Third Wheel Improv put on its third annual Spare Tires Improv Festival in the Black Box Theater on Nov. 9 and 10. The festival featured all three on-campus improv groups—Third Wheel, Fruit Paunch, and Control Top—as well as visiting improv groups from various East Coast schools—NYU, Harvard, Yale, Georgetown, and Wesleyan. Each group performed a 20-minute set and were met with laughter from the audience.
Founded in 2013, Third Wheel Improv is Columbia’s newest coed long-form improv group and is responsible for organizing the festival. The Spare Tires Improv Festival is the brainchild of the previous head of Third Wheel, Aaron Fisher, CC ’18, and first took place in fall 2016—just a few days after the 2016 election. Inspired by a festival the group attended at Georgetown University, Third Wheel has been organizing its own festival with inclusivity and exposure in mind ever since. The event is free to attend and deliberately scheduled during the interim between midterms and finals. This year, the festival was organized by Emma Gold, CC ’19, and Jacob Kaplan, CC ’20, the co-heads of Third Wheel Improv.
“The whole idea is that we have it be completely free, so really there’s no reason you wouldn’t be able to see it,” said Kaplan.
The festival is a cited as a positive experience by audience members and improv groups alike.
“Festivals, especially collegiate festivals, are a great way to build community among improv groups, because by nature they are very insular and very small,” said Gold.
All three on-campus groups practice long-form improv, which involves using an audience suggestion and building a whole set off of it. Meanwhile, visiting groups often employ short-form improv or a mix of forms, which involves more game play with the audience and shorter scenes.
“All the groups on campus do some type of long-form but we all approach it in different ways,” said Gold.
Control Top is a Barnard and Columbia improv group made up of eight women and non-binary students and that specializes in montage, a longer format that involves ad-libbing sequences of scenes from a single audience suggestion. The group has participated in the festival every year since its inception.

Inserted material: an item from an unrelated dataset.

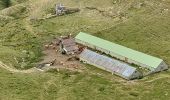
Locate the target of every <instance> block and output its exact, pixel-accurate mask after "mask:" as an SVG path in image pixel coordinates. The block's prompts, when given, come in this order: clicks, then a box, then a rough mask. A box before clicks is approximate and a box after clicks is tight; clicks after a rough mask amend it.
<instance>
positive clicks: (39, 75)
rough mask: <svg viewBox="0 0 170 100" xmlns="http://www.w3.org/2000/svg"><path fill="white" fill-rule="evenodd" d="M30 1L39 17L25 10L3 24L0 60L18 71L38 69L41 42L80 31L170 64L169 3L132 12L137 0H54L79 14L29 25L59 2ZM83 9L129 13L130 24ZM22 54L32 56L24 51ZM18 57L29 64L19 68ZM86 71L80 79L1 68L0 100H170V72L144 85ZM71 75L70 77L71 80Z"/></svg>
mask: <svg viewBox="0 0 170 100" xmlns="http://www.w3.org/2000/svg"><path fill="white" fill-rule="evenodd" d="M31 1H32V2H31V6H30V7H32V9H33V8H35V7H36V8H37V9H38V10H35V9H34V11H35V12H36V13H35V12H34V11H33V10H32V11H31V12H29V9H26V10H25V11H22V12H21V14H18V13H14V14H12V15H10V16H12V17H14V18H15V20H12V21H8V20H7V21H3V22H2V23H0V25H1V26H0V47H1V48H0V60H2V61H4V62H5V63H6V64H9V63H12V64H14V65H16V66H22V67H23V68H29V67H30V66H25V65H27V64H29V65H31V64H34V63H35V62H36V61H37V60H38V59H39V57H40V56H41V52H40V51H41V46H42V45H41V44H42V43H43V42H45V41H49V40H50V39H51V38H53V37H54V36H56V35H61V34H68V33H70V32H71V33H73V34H77V33H78V32H80V31H84V32H88V33H92V34H93V35H96V36H99V37H102V38H105V39H107V40H110V41H113V42H116V43H119V44H122V45H124V46H127V47H130V48H134V49H136V50H139V51H142V52H145V53H148V54H151V55H154V56H157V57H160V58H163V59H164V60H165V61H166V62H167V63H168V64H170V52H169V51H170V47H169V45H168V44H169V43H170V39H169V37H170V36H169V35H170V34H169V33H168V32H169V31H170V28H169V26H170V24H169V22H170V18H169V15H170V13H169V11H167V12H166V11H163V12H162V9H165V8H166V9H167V8H168V7H170V6H169V5H170V4H169V1H168V0H165V1H160V0H149V2H146V5H143V7H141V8H140V9H136V8H133V7H132V8H130V9H129V10H127V9H123V8H126V6H125V5H126V4H130V3H131V2H132V1H133V0H129V1H128V2H124V1H123V2H120V3H118V4H116V5H115V4H113V0H107V1H105V2H103V0H89V1H87V0H82V1H77V0H56V2H60V1H62V2H64V3H65V4H66V5H68V6H70V7H74V6H78V7H81V12H80V13H75V14H71V15H67V16H61V17H56V18H52V19H47V20H42V21H32V22H30V21H28V20H27V19H28V17H31V18H32V17H33V18H36V17H42V16H43V15H44V14H45V13H46V11H48V10H49V9H46V10H44V9H45V8H50V7H51V6H50V5H53V4H54V3H52V2H55V0H51V1H49V2H47V1H46V0H37V1H35V0H31ZM141 1H144V0H141ZM147 1H148V0H147ZM42 2H46V3H42ZM150 3H153V5H151V4H150ZM160 3H161V4H162V5H163V6H161V4H160ZM27 4H28V3H27ZM134 4H135V3H134ZM38 5H39V6H38ZM158 5H159V6H158ZM85 6H92V7H97V8H99V9H102V10H103V9H104V10H108V9H110V8H111V7H115V8H117V7H120V8H121V12H122V13H127V16H128V19H127V20H123V19H122V20H116V19H113V18H110V17H108V16H103V15H102V14H100V13H99V12H98V11H95V10H93V11H91V10H87V9H84V7H85ZM115 8H114V9H115ZM42 9H43V10H42ZM122 9H123V10H122ZM168 9H170V8H168ZM161 12H162V13H161ZM9 29H10V30H9ZM24 50H27V51H28V52H29V53H25V52H22V51H24ZM14 58H17V60H18V61H19V62H22V58H24V59H26V61H27V62H24V63H20V64H19V65H18V64H16V61H15V60H14ZM86 67H87V69H86V70H84V71H83V72H82V73H79V74H76V73H72V72H67V71H62V72H60V73H56V72H46V73H33V74H15V73H9V72H7V71H5V70H3V69H0V99H5V100H6V99H7V100H18V99H28V100H32V99H42V100H43V99H44V100H48V99H49V100H53V99H58V100H76V99H77V100H90V99H91V100H100V99H101V100H103V99H105V100H113V99H122V100H124V99H134V100H136V99H144V100H151V99H155V100H159V99H161V100H169V99H170V98H169V93H170V90H169V88H170V85H169V83H170V81H169V78H170V74H169V71H168V72H162V73H159V74H155V75H151V76H148V77H145V78H144V79H142V80H136V81H132V82H127V81H125V80H122V79H120V78H119V77H117V76H112V75H110V74H109V73H107V72H104V71H101V70H99V69H96V68H94V67H92V66H90V67H89V66H86ZM98 73H100V74H101V75H99V74H98ZM70 74H71V75H70ZM69 75H70V77H68V76H69Z"/></svg>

“We look forward to it every year because it is such a fun chance not only to watch other groups perform—other groups that we normally wouldn’t get to interact with—but also we get to socialize with them after,” said Sophia Bannister, BC ’19, the co-head of Control Top.

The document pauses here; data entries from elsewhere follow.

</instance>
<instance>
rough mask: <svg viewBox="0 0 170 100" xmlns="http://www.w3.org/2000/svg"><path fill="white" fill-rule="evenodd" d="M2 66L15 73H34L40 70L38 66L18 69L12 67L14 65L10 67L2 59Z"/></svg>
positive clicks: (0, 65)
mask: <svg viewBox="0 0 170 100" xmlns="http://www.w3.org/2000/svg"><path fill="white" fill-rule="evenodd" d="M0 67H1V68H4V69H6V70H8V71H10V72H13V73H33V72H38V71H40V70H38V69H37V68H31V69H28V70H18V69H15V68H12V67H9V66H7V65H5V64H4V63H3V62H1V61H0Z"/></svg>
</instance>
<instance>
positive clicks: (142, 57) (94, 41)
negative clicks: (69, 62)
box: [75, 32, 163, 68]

On the second day of the festival, Third Wheel hosted a workshop for all the groups with a professional improviser from the Upright Citizens Brigade, a well-known New York City based improv theater. Many of the improv groups that participated in the festival used forms and techniques practiced by the UCB Theater.

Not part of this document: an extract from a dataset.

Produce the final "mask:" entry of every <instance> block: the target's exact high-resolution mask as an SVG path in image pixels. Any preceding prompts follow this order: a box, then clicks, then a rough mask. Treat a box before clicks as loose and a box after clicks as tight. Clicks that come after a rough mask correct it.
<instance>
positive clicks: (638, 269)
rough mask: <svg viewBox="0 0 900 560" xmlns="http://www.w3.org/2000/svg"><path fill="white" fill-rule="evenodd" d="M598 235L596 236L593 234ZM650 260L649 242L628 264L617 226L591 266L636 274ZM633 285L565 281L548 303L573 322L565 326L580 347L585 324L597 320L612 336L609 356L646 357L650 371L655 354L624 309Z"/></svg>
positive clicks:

While the festival’s participating groups are all aiming to capture the attention and laughs of the same audience, many of the improvisers commented on the communal and supportive atmosphere of the event, as opposed to a competitive one.
“It has the potential to turn into something that could feel like a competition, but Third Wheel does a really good job of keeping it a really wonderful and a supportive place where we can all laugh together, learn from each other, and celebrate the fact that we all like to do this silly thing,” said Bannister.
Fruit Paunch, Columbia’s oldest improv group—founded by Jenny Slate, CC ’04—has also participated in the festival every year. This close-knit group uses an improv form employed by the Upright Citizens Brigade known as the Harold. It is a structured form of improv that has a specific order of scenes and games, though the group admits to following it loosely. Jordan Allyn, BC ’20, a co-head of Fruit Paunch, spoke of the supportive nature of the medium of improvised comedy.
“Improv is really such a group mentality. … There is no hierarchy, and it’s just all about we are equal and we are here to only make each other look better—it’s so not about me, it’s so about you and us,” said Allyn.
The Spare Tires Improv festival is an opportunity for comedic exploration both by the audience and the improvisers. Third Wheel Improv organizes this comedic event nearly a year in advance, and its efforts show in the performances, smiles, and laughs had by all.
“You just want people to laugh at an improv show, there’s no other way you want people to respond, you want the laughs,” said Gold.